= William Garvie =

Canadian politician

William Garvie (1837 - December 15, 1872) was a lawyer, journalist, and political figure in Nova Scotia, Canada. He represented Halifax County in the Nova Scotia House of Assembly as a Liberal from 1871 to 1872.

==Early life==
He was born in the West Indies, the son of John Garvie, of Scottish descent, and came to Halifax with his parents.

==Career==
In 1863, with Edmund Mortimer McDonald, he founded the Halifax Citizen, a newspaper opposed to Confederation. In 1866, Garvie retired from the paper, studied law at Lincoln's Inn and was called to the bar there in 1869. In 1870, he returned to Nova Scotia, setting up practice in Halifax. The following year, he was named Commissioner of Public Works and Mines within the Executive Council of Nova Scotia.

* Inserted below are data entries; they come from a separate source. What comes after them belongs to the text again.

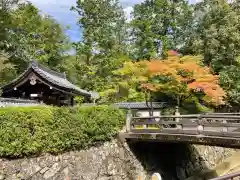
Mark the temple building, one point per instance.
(41, 84)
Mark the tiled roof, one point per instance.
(5, 102)
(56, 78)
(139, 105)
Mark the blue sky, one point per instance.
(60, 10)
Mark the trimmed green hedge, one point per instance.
(35, 130)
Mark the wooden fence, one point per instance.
(211, 124)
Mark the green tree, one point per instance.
(7, 70)
(39, 37)
(103, 45)
(158, 25)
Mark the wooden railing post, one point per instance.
(177, 113)
(128, 120)
(225, 129)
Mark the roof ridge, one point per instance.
(34, 63)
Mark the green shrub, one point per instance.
(35, 130)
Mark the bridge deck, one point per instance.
(212, 129)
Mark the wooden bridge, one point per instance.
(218, 129)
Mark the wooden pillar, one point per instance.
(128, 120)
(177, 113)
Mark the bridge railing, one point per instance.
(218, 124)
(231, 176)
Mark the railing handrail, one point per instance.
(228, 176)
(187, 116)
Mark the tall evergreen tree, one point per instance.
(103, 45)
(157, 26)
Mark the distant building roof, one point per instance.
(56, 79)
(139, 105)
(5, 102)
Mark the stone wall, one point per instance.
(116, 161)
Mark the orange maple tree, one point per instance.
(177, 76)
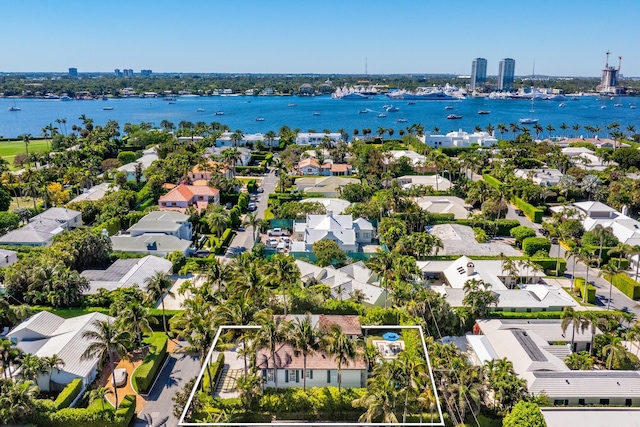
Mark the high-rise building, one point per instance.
(506, 73)
(478, 73)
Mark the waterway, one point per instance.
(318, 113)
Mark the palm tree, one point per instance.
(159, 286)
(572, 317)
(305, 340)
(341, 347)
(100, 394)
(107, 341)
(50, 363)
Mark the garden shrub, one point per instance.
(69, 393)
(532, 245)
(144, 375)
(626, 284)
(532, 212)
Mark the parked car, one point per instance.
(272, 242)
(277, 232)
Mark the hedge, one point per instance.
(82, 417)
(627, 285)
(531, 245)
(549, 264)
(533, 213)
(144, 375)
(69, 394)
(495, 183)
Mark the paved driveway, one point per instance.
(158, 412)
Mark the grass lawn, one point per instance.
(9, 149)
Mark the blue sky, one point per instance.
(563, 37)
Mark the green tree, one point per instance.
(158, 287)
(106, 342)
(524, 414)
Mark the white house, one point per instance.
(356, 277)
(316, 138)
(538, 348)
(171, 223)
(322, 370)
(226, 140)
(460, 139)
(542, 177)
(148, 156)
(343, 229)
(45, 334)
(125, 273)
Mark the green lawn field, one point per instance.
(9, 149)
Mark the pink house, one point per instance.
(183, 196)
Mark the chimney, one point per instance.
(470, 269)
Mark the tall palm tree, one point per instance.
(158, 286)
(341, 347)
(271, 335)
(100, 394)
(305, 340)
(107, 341)
(51, 363)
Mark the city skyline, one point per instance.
(286, 37)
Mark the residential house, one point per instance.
(45, 334)
(96, 192)
(436, 182)
(184, 196)
(537, 349)
(329, 186)
(356, 277)
(150, 244)
(67, 218)
(343, 229)
(243, 160)
(460, 139)
(226, 140)
(316, 138)
(321, 369)
(171, 223)
(542, 177)
(148, 156)
(125, 273)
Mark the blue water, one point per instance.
(241, 113)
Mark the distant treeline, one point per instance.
(34, 85)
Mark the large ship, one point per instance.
(446, 93)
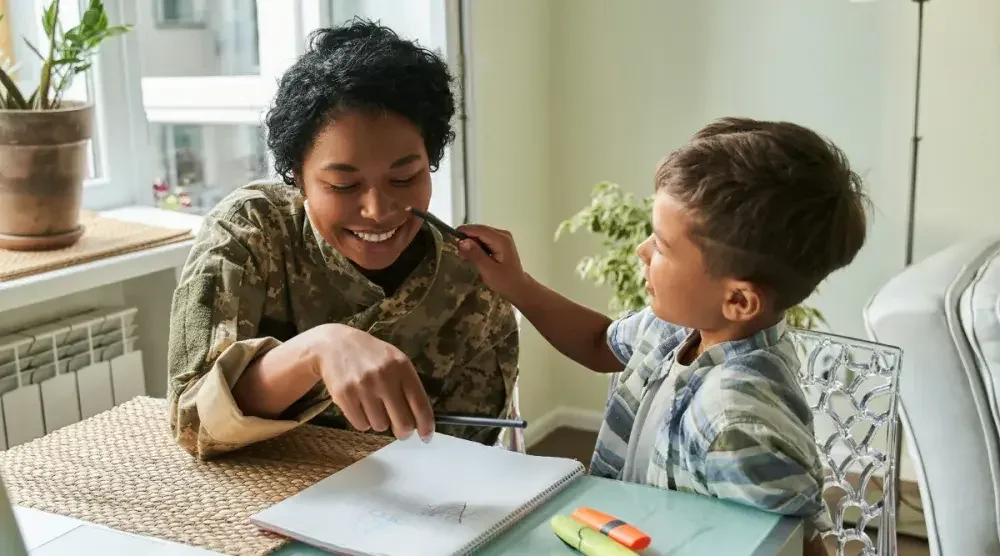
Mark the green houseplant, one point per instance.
(623, 222)
(44, 138)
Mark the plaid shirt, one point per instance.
(738, 426)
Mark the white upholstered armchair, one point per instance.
(944, 312)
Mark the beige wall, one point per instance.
(509, 152)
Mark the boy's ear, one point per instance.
(744, 301)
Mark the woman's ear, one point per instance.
(744, 301)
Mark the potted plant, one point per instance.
(625, 222)
(44, 138)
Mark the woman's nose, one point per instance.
(375, 205)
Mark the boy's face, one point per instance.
(681, 290)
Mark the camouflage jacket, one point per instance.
(259, 274)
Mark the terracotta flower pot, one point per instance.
(43, 162)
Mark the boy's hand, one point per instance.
(502, 272)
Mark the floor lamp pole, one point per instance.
(910, 222)
(912, 209)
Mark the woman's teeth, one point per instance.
(375, 238)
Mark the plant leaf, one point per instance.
(49, 17)
(33, 49)
(14, 97)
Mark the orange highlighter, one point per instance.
(614, 528)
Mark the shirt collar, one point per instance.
(762, 339)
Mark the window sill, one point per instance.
(34, 289)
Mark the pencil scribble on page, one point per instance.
(455, 512)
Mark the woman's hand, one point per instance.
(371, 381)
(502, 272)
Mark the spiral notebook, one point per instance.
(449, 496)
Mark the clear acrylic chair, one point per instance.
(852, 387)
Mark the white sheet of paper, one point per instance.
(22, 411)
(416, 499)
(3, 429)
(60, 402)
(128, 377)
(95, 389)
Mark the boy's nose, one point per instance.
(643, 251)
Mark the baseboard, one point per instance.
(562, 417)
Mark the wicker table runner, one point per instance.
(102, 238)
(123, 470)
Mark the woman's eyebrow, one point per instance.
(343, 167)
(405, 160)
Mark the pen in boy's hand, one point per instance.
(439, 224)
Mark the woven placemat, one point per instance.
(102, 238)
(122, 469)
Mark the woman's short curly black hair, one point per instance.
(359, 66)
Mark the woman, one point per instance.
(322, 298)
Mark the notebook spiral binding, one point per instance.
(514, 517)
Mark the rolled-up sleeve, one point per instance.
(214, 324)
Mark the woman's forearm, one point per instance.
(276, 380)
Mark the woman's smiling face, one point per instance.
(360, 174)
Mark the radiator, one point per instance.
(60, 372)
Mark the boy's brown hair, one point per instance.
(773, 203)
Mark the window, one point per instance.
(179, 101)
(180, 13)
(206, 83)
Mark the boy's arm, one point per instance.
(576, 331)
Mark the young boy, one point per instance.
(748, 218)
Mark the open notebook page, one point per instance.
(411, 498)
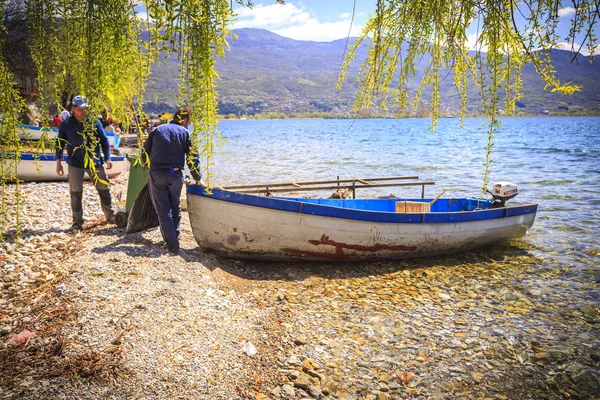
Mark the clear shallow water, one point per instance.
(555, 162)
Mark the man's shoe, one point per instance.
(75, 228)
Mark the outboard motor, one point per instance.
(502, 192)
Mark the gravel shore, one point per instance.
(117, 317)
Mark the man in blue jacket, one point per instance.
(168, 147)
(83, 149)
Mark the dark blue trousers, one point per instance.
(165, 189)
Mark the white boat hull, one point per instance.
(44, 169)
(247, 231)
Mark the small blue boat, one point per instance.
(244, 225)
(42, 167)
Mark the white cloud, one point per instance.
(566, 12)
(294, 22)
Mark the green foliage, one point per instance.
(10, 152)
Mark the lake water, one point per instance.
(554, 161)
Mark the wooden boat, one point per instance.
(237, 223)
(42, 167)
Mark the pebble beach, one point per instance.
(115, 316)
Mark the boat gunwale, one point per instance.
(295, 206)
(52, 157)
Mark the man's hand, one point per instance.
(59, 170)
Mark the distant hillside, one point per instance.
(264, 72)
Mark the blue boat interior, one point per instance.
(389, 205)
(373, 210)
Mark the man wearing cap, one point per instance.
(168, 147)
(81, 144)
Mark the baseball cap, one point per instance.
(80, 101)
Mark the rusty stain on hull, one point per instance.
(372, 248)
(233, 239)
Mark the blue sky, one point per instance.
(318, 20)
(327, 20)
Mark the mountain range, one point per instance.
(267, 73)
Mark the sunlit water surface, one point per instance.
(554, 161)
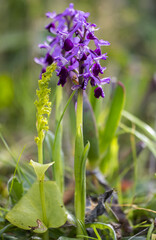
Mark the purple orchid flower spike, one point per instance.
(68, 45)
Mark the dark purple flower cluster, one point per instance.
(68, 45)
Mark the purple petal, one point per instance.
(51, 14)
(105, 80)
(96, 69)
(48, 59)
(91, 36)
(50, 26)
(98, 92)
(62, 81)
(42, 71)
(68, 45)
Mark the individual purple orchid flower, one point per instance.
(67, 45)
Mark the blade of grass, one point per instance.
(140, 136)
(145, 127)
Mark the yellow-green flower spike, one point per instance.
(42, 103)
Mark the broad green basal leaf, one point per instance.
(40, 169)
(27, 213)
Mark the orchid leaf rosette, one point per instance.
(68, 45)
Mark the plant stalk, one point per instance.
(57, 155)
(41, 188)
(80, 190)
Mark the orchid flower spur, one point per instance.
(68, 45)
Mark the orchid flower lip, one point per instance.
(69, 35)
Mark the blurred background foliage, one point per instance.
(128, 24)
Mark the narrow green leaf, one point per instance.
(27, 213)
(150, 230)
(65, 238)
(109, 163)
(90, 132)
(113, 117)
(49, 140)
(40, 169)
(15, 189)
(145, 127)
(103, 226)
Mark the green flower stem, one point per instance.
(40, 149)
(80, 189)
(57, 155)
(41, 188)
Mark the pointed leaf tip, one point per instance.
(40, 169)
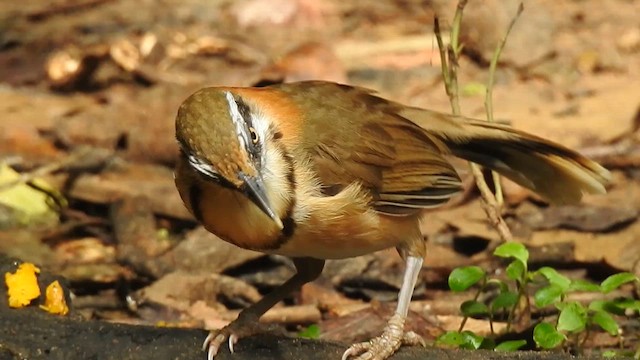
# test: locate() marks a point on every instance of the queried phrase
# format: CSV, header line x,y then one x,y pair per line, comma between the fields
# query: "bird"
x,y
317,170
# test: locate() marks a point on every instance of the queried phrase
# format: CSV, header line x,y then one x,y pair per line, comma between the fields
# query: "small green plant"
x,y
572,322
310,332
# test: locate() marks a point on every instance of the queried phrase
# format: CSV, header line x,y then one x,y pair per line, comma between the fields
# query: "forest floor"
x,y
88,95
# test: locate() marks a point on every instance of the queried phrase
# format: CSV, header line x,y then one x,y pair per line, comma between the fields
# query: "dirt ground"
x,y
88,95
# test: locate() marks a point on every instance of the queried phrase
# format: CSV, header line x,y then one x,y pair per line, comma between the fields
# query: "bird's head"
x,y
223,141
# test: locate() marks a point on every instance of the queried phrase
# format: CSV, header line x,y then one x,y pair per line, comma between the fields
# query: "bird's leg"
x,y
307,269
393,335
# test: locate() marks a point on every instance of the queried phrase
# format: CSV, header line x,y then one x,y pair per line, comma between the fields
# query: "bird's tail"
x,y
559,174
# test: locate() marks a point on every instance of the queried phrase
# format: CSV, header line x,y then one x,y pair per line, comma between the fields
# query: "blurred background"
x,y
89,90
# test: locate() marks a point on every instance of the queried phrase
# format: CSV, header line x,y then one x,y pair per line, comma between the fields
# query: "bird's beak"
x,y
255,190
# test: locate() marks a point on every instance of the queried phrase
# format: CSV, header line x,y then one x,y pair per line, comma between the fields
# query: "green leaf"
x,y
547,337
514,250
471,340
311,332
516,270
511,345
583,285
462,340
499,283
547,295
473,308
606,322
573,317
610,306
627,304
450,338
555,278
616,280
473,89
463,278
505,300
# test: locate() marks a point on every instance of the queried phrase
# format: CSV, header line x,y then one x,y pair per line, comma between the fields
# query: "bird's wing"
x,y
354,136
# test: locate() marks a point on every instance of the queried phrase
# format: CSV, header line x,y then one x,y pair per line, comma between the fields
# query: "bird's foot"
x,y
385,345
243,326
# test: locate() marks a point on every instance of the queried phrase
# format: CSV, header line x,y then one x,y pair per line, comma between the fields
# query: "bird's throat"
x,y
234,218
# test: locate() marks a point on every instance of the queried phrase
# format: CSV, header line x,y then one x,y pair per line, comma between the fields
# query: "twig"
x,y
488,100
82,159
449,56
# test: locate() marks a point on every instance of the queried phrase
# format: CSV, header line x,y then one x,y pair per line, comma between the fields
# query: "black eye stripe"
x,y
252,142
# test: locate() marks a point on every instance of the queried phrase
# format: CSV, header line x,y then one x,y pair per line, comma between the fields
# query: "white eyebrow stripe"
x,y
201,166
237,118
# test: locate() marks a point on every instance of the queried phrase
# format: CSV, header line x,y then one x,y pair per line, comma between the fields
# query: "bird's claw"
x,y
242,327
385,345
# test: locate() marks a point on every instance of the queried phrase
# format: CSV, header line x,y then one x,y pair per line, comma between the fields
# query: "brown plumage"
x,y
318,170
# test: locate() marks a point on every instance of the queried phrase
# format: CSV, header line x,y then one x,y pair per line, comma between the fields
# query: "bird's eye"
x,y
254,135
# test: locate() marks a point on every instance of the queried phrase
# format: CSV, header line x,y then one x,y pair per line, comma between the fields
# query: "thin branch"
x,y
449,55
488,100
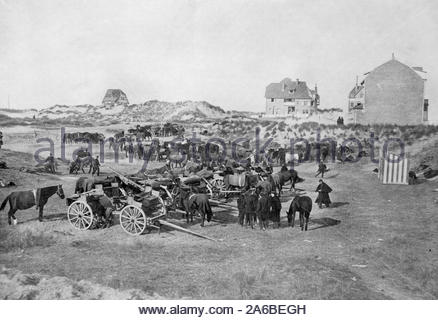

In the early 1870s, Harvie, a member of the Nova Scotian Institute of Science, actively advocated for the Nova Scotia Museum and its curator, David Honeyman, at the Nova Scotia House of Assembly.

==Death==
Suffering from tuberculosis, he was only able to appear once in the provincial assembly, speaking in support of the government. William Garvie died on December 15, 1872, in Hyères in the south of France while attempting to recover from the disease.